The woman who sued Paula Deen and brought to light the southern cooking queen's past use of racial slurs says her "lawsuit has never been about the N-word."

Lisa Jackson, whose suit had accused Deen of sexual harassment and racial discrimination, told Today.com in a statement Monday that she instead had intended "to address Ms. Deen’s patterns of disrespect and degradation of people that she deems to be inferior."

This is the first time that Jackson has spoken out about the brewing controversy since the scandal surrounding Deen's slur use broke.

Jackson, a former manager at Deen’s Uncle Bubba’s Seafood and Oyster House restaurant in Savannah, sued the 66-year-old celebrity chef and her brother Bubba Hiers last year. Both deny any wrongdoing, according to court records.

“I may be a white woman, but I could no longer tolerate her abuse of power as a business owner, nor her condonation of Mr. Hier’s despicable behavior on a day-to-day basis,” Jackson said in the statement. “I am what I am, and I am a human being that cares about discrimination in the workplace. In part, in this circumstance, I have to be a voice for those who are too afraid to use theirs."

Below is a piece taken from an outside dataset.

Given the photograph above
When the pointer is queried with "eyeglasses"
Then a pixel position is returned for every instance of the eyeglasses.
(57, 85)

Deen’s May 17 deposition pertaining to the lawsuit, in which she admitted to using the N-word and considered planning a “plantation-style” Southern wedding with an all-black wait staff, cost her deals with at least 12 companies including Wal-Mart, Sears and J.C. Penney.

Deen had admitted in that deposition that she used the N-word in the past, but had not done so in a very long time. In an interview on Today last Wednesday, Deen tearfully said that she was not a racist and had only used the N-word one time in 1986 to describe a black man who had held a gun to her head during a robbery when she was a bank teller in southwest Georgia.

The former Food Network personality's lawyers have argued that Jackson’s claims are baseless. Many of her supporters have also come out in her defense on social media sites, saying that Deen shouldn’t be punished for something that she said years ago.